Pero en un inverosímil giro de los hechos, el señor Bula mandó una carta de su puño y letra en que ponía en entredicho su propia denuncia, y decía que no sabía si la plata había entrado a la campaña. Surgen muchas preguntas: ¿qué hizo el señor Giraldo con ese supuesto millón de dólares? ¿Invitó a Otto Bula a Gamberro, como un lindo homenaje a su persona? ¿Se llama Otto Bula u Otto Gula? ¿Alguien ha visto lo caro que es Gamberro? ¿Les habrá alcanzado para pagar la cuenta?
Algunos militantes del uribismo se prendieron de los errores ortográficos de la carta para restarle credibilidad.
–Patrón: acá está escrito Otto con una sola T –advirtió José Obdulio.
–¿Le ponemos la T, patrón? –preguntó, obsecuente, el bachiller Macías.
–No, gracias –respondió Uribe–: con la operación de la próstata, ya no necesito planificar.
¿Qué sucedió con Bula? ¿Se retractó por miedo a que lo extraditara el gobierno? ¿Por qué el fiscal general hizo semejante papelón? ¿Tiene, acaso, tantos intereses como los que ofrece un crédito en un banco del Grupo Aval? ¿En qué paró la declaración de Duda Mendonça contra Zuluaga, que lo tenía contra las cuerdas, al menos contra las vocales, porque desde entonces quedó mudo?
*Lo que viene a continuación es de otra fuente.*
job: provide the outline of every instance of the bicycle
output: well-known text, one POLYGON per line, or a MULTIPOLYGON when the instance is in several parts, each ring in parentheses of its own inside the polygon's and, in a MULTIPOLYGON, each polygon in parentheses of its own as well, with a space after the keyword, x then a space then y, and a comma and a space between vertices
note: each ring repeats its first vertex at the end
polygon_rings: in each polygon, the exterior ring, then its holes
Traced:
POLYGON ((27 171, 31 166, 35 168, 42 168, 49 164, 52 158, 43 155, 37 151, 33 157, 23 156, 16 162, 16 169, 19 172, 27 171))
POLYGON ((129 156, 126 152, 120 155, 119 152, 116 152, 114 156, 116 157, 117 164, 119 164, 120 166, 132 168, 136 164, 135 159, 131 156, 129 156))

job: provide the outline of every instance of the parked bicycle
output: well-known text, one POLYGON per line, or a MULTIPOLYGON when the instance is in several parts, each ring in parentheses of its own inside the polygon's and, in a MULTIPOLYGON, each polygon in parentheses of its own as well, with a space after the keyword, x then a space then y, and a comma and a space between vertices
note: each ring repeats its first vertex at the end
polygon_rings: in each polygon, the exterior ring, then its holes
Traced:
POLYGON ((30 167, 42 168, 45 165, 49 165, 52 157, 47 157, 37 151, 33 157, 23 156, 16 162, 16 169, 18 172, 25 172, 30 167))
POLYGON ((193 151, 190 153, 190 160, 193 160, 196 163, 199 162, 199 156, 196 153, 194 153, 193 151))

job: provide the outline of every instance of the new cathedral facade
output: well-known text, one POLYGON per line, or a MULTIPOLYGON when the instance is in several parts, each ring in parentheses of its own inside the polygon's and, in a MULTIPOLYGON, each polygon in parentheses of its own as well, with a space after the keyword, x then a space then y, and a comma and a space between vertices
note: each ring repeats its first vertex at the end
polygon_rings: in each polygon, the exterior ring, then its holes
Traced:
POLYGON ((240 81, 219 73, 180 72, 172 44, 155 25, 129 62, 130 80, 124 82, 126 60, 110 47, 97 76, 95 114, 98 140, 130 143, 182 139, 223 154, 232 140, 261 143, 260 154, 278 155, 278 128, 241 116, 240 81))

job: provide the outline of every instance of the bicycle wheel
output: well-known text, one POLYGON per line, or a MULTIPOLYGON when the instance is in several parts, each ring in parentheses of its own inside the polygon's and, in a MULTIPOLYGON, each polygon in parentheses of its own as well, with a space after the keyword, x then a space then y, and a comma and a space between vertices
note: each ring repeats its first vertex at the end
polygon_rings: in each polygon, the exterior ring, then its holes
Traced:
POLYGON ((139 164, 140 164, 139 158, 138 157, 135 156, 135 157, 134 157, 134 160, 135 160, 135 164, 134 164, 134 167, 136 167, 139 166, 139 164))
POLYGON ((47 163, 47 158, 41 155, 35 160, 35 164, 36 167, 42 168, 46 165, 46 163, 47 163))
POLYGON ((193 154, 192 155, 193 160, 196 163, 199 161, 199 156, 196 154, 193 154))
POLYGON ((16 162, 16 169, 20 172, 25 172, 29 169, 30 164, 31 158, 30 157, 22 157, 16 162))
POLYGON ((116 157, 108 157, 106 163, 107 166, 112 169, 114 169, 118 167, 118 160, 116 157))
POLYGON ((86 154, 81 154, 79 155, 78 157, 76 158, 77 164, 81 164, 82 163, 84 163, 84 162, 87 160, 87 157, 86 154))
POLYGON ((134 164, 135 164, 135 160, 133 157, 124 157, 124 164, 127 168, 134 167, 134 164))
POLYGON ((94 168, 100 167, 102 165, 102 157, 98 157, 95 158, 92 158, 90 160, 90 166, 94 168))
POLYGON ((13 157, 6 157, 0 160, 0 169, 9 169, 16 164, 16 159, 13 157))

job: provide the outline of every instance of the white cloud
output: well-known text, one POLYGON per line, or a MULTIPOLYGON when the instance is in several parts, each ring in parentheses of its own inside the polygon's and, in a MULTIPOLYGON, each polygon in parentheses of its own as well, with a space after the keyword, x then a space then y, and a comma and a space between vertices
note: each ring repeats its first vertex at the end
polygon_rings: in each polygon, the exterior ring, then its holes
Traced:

Como sea, la próstata de Uribe y el escándalo de Odebrecht hermanan al doctor Uribe con el presidente Santos: ambas cosas demuestran que a los dos les hacen cosas a sus espaldas; que les meten mano. Y que el deterioro de su fundamento es palpable.
Por eso, doctores Santos y Uribe, queridas próstatas: únanse.
No discutan por saber cuál órgano es mejor, cuál gobierno ha sido más corrupto: mejor celebren sus semejanzas. Finalmente, ninguno fue capaz de extirpar la corrupción de raíz. A diferencia de lo que hicieron sus urólogos.